Okay. Thank you for your question. For the first question of the reopening of offline learning centers, we are happy to say over 90% of current offline learning centers have been reopened step by step, though as we have to get the permission from the local educational committees and those pandemic fighting authorities. Unfortunately, we have two major cities which are still under the impact of the COVID-19 pandemic, which are Beijing and Dalian. As you may have known, Dalian, we have two case of health bodies operating there, which makes Dalian the largest single city of K-12 operation for Puxin. Due to the outbreak of the pandemic by the end of June, the offline learning centers in Dalian have been closed, and all the program classes have to be transferred to online. Yes, we did have some negative impact due to the second round of outbreak of the COVID-19 pandemic, especially in Beijing and Dalian. For Dalian, the impact is mainly on the shoulder of K-12 business. In Beijing, the burden is mainly on the study abroad business. Yes, we did have some negative impact, especially in Beijing and Dalian, but we're still optimistic about the rebounding of the business in all of our offline learning centers. As to the OMO strategy, we've been implementing the OMO strategy during the pandemic period. We had several pilot programs in our Tier 2 cities. like Taiyuan, like Chengdu, which are quite optimistic for the first pilot programs. But in terms of revenue, it only contributes a very small part of the revenue, so OEMO strategy is one of the priorities of a business, but it still needs time to play a significant part of a business. As to the third question about this, the M&A We did not make any acquisition during the first half of this year, also due to the outbreak of COVID-19. But we've been working hard to get back on track with our MS strategy. Again, we will stick to our acquisition and integration strategy. And with the outbreak of the COVID-19, we can say more targets are available due to the pandemic. And we will work hard to get back on track. Thank you.

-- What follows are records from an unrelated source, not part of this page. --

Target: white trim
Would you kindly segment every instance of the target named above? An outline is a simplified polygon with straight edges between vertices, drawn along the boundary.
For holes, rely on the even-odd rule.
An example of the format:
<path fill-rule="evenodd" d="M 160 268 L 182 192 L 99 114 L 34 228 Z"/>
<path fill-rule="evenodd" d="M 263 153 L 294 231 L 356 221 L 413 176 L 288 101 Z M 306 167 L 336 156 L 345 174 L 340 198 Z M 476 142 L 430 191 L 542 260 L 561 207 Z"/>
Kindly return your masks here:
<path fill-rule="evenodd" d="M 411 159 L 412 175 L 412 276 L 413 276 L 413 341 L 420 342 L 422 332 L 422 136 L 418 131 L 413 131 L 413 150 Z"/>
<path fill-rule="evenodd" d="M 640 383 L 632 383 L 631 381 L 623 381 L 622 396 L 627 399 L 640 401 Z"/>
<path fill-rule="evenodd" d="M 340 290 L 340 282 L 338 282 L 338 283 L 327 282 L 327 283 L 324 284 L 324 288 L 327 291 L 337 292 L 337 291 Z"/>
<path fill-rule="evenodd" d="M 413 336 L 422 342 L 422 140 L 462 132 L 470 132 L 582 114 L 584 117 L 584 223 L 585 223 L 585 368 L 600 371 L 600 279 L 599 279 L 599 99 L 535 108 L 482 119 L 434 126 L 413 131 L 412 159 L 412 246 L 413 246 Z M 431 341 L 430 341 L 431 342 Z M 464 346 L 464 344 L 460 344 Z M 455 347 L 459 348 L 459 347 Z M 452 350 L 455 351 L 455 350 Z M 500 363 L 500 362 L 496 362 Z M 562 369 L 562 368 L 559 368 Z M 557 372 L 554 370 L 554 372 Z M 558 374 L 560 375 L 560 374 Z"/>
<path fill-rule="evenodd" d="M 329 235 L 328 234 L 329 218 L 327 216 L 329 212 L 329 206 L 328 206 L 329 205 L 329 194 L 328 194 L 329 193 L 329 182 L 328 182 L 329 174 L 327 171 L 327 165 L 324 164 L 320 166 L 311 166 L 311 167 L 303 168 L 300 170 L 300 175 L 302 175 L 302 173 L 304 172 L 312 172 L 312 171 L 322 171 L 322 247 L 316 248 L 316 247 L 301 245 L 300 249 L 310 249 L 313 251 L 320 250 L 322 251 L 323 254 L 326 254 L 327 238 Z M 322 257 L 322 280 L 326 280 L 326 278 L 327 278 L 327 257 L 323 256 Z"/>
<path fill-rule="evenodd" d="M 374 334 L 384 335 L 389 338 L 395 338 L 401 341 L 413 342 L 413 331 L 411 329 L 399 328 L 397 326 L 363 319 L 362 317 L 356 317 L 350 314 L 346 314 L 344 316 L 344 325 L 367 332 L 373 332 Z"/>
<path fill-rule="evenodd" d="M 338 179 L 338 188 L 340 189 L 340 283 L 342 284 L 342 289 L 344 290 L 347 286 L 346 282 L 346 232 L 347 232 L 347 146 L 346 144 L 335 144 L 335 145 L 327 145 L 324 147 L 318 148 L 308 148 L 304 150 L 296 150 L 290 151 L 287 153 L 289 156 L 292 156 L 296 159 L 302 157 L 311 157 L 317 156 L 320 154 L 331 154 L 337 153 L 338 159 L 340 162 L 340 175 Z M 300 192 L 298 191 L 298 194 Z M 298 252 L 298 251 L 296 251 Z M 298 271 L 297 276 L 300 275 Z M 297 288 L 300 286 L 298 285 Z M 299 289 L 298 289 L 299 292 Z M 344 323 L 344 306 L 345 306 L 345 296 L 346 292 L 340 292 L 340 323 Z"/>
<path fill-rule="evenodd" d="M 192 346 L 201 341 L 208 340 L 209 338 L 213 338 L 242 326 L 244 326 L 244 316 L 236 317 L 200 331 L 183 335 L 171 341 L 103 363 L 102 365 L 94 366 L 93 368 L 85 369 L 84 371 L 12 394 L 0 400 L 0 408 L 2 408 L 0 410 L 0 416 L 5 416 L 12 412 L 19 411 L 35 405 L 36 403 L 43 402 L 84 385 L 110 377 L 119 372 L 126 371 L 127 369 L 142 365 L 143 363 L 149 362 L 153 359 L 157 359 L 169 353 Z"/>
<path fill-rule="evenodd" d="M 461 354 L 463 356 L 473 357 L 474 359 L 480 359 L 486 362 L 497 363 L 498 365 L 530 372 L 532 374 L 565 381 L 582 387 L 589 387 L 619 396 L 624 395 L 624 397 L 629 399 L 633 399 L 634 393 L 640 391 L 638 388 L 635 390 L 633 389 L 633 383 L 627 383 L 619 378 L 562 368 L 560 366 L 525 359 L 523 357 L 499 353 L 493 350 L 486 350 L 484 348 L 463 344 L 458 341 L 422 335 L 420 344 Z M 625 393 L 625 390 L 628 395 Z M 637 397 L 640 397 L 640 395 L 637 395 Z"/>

Again, if you have a question, please press star, then 1. Since there appears to be no further question, I would like to turn the conference back over to Nadia Wang for any closing remarks.
Thank you, Anita. In closing, on behalf of the entire management team of PUSIN, we'd like to thank you again for your participation of today's call. If you have any further questions in the future, please feel free to contact us at irfpxjy.com or pusin at icaa.com. Thank you all.
This conference is now concluded. Thank you for attending today's presentation. You may now disconnect.